Revestido, envuelto, tapizado por otra piel. Así anda Julio Chávez por estos días para lo que será la mayor transformación de su imagen en escena. Pero los 270 kilos que debe simular el traje de látex son apenas una anécdota.
Esqueleto adentro hay algo más profundo que contar: el peso del alma, de la religión, de la mirada social y de la propia conciencia.
Grasa, adiposidad, grosor. Quien piense que con el estreno de La ballena (obra de Samuel D. Hunter que el 1° de mayo llegará al Paseo La Plaza) estamos simplemente frente a una pieza sobre la obesidad y al juego del texto con Moby-Dick de fondo, se está perdiendo lo importante. El cuento que fue película hollywoodense en 2022 con el protagónico de Brendan Fraser, llega a Chávez en sus bodas de oro con la profesión, 50 años de meticulosidad, manía por el detalle, búsqueda de la excelencia.
Sin los pliegues ni los colgajos de su personaje, las capas de Julio entrevistado son múltiples. La conversación es para él un bisturí que siempre va a fondo. Cada tema, un órgano, un tejido, una membrana a la que atravesar.
«Quiero aclarar que la película no la vi», dice Julio Alberto Hirsch (tal figura en su DNI), 68 años, y una misión titánica por encarar dirigido por Ricky Pashkus: narrar la vida de un profesor de literatura que apenas puede moverse y elige dar clases por Zoom sin encender la cámara.
-¿Ver la versión cinematográfica te podría contaminar?
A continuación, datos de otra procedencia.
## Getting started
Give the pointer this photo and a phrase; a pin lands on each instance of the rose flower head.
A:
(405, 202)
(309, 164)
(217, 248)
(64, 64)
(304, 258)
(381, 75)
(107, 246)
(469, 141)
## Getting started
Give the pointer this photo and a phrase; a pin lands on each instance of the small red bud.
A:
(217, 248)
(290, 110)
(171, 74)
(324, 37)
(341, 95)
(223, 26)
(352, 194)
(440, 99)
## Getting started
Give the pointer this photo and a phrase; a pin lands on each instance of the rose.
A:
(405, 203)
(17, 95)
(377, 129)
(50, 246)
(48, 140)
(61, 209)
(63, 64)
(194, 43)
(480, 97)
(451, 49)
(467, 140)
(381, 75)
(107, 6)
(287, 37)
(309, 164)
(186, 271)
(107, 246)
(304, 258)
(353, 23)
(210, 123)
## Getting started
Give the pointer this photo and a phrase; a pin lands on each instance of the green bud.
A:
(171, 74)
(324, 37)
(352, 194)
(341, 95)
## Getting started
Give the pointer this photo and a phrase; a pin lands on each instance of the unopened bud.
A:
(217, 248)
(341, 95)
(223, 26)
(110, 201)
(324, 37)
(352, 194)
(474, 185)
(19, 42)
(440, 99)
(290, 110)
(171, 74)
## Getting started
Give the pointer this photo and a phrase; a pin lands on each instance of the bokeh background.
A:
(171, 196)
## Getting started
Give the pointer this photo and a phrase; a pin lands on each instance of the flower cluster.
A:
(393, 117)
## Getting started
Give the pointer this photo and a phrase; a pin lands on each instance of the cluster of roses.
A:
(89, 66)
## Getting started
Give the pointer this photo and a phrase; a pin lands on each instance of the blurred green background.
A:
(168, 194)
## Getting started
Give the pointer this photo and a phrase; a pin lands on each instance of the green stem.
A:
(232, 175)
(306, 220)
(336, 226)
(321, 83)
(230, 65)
-A mí me mandaron la obra de teatro y ahí yo decidí que no iba a ver la película. No tengo curiosidad. Será una manera también de proteger este proceso.
-¿Es incómodo habitar ese traje, ese cuerpo?
-Bueno, es particular, sí, claro. A las dos horas y media ya estás un poco molesto, pero…es importante el contacto de los compañeros con el traje, la dimensión que ocupa. Pero yo te diría que por suerte la situación física de Charlie, el protagonista, es una circunstancia, pero no la protagonista del asunto. Es una persona que tiene mucha dificultad para respirar por su peso, pero lo más interesante para mí es que trascienda el conflicto.
-¿De qué nos habla en realidad?
-Es importante que finalmente entendamos que se está hablando de una despedida, de un reencuentro, de la intención de reparar errores, de quien no acepta su situación sexual en lo social… Del amor y del arte, de ser padre, de blanquear una situación. De las coincidencias o azares, de las cuestiones azarosas que hacen que una persona casada con un hijito, aparentemente heterosexual hasta ese momento, se enamore de un alumno y no sepa cómo articular eso.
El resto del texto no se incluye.